Smile Politely

Down to the bottom

Nathan Gunn welcomes us to a transitional time for the School of Music at The University of Illinois. This is a time to “refocus the program to teach core skills to both graduate and undergraduate students” so they’ll have a leg up on the circus that is the performing world. As general director of Lyric Theatre @ Illinois, Nathan Gunn, along with Julie Gunn and Jerry Siena, has assembled a team of guest conductors, instructors, directors, and designers to strengthen these students’ voices until they are skilled experts.

Paul Vermel is the Conductor at the helm of Orpheus in the Underworld — and on short notice, according to the production program. Vermel works with Dawn Harris, the stage director, and Cara Chowning, the Assistant Conductor and Chorus Master, to build a world for our tragic hero at the Tryon Festival Theatre at Krannert. I had a chance to speak with Vermel this week, and we delved into his musical background and history with the U of I.

Smile Politely: What is your position in this opera and how did you get it?

Paul Vermel: I am the conductor of Orpheus in the Underworld. Nathan Gunn, the head of Lyric Theatre at U of I, asked me to do this last Fall. It is a real pleasure to return to the School of Music since retiring in 1994. (I was Professor of Music, conductor of the UI Symphony and the Champaign-Urbana Symphony, and head of the orchestra department. I also conducted many operas while at U of I).

SP: Tell me about your years at the University of Illinois. What were some memorable operas you conducted?

Vermel: I was at U of I for 20 years. Among the most memorable operas were Massenet’s Manon, Stravinsky’s The Rake’s Progress, and Donizetti’s Elixir of Love, all with tenor Jerry Hadley, who after he left the Master’s program here, became an opera superstar. Other wonderful young singers from my years here (who went on to big careers) include soprano Erie Mills and bass Eric Halfvarson, as well as the head of Lyric Theatre, Nathan Gunn. Nathan was an undergraduate when I retired, so I didn’t get to work with him, unfortunately.

SP: What’s your journey to where you are now in Orpheus?

Vermel: Many different kinds of rehearsals: coachings, musical run-throughs, staging rehearsals, technical rehearsals. But before that, I spent several months learning the score to Orpheus.


Orpheus and Eurydice

SP: How does one learn a new score? What’s your process?

Vermel: It’s a long process and involves learning every single note and line of music, often by playing score at the piano, and then, going over and over and over the music. What it really is is a matter of getting the big picture first, and then finding more and more detail (like instrumentation, what voice or what instrument is the most important at any given moment) until you really know — absolutely cold — exactly what is going on. It’s almost like learning the lines in a play, but you have to learn all the parts.

SP: I think I’ve had that actor’s nightmare…

Where did you grow up, and how has that impacted your work?
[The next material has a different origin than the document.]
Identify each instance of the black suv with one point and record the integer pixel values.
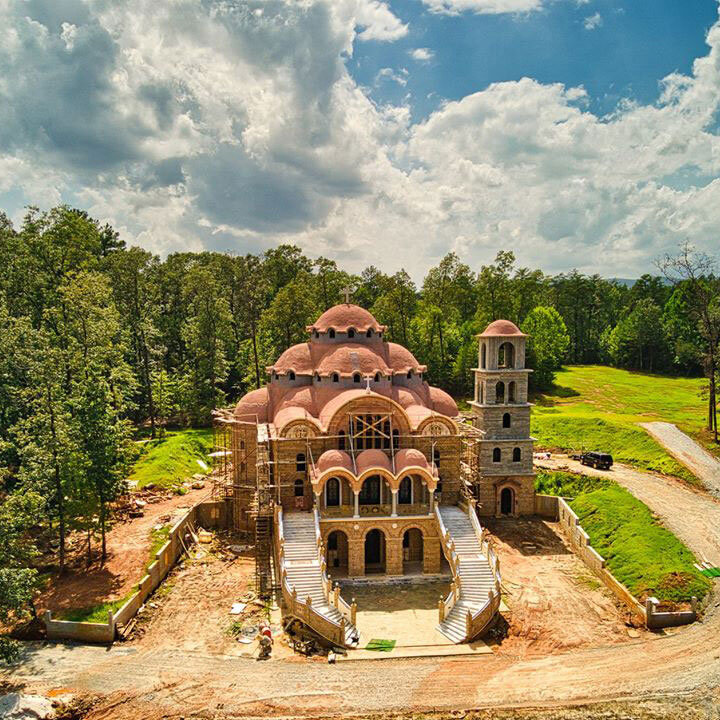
(602, 461)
Vermel: I grew up in Paris, France. I studied music there and also at The Juilliard School in New York.

Being from Paris gave me the best possible training for and insight into this French opera. The cultural life in Paris was and is remarkable and it was wonderful to be surrounded by great art (music, dance, visual arts) all the time while growing up.

SP: What are the biggest differences between the study of music in Paris and at Juilliard?

Vermel: The differences are that in Paris, I studied music privately for the most part (although I was a student at the Ecole Superiure de Musique) — piano and organ, as well as extensive private conducting study with Andre Cluytens. At The Juilliard School, I was involved in a full graduate program in conducting, with the great French conductor Jean Morel. I studied conducting and all kinds of other academic courses, and conducted the orchestra and sometimes [an] opera. My first opera, at Juilliard, was Mozart’s The Magic Flute.

SP: One of my favorites! What inspires you?

Vermel: The sound of a great orchestra and all the variety of repertoire this is for the orchestra. Also great singers and wonderful operas inspire me.

 

You can check out this performance starting tonight and running through Saturday, March 6-8 at 7:30 p.m. and Sunday, March 9th at 3 p.m. in the Tyron Festival Theatre.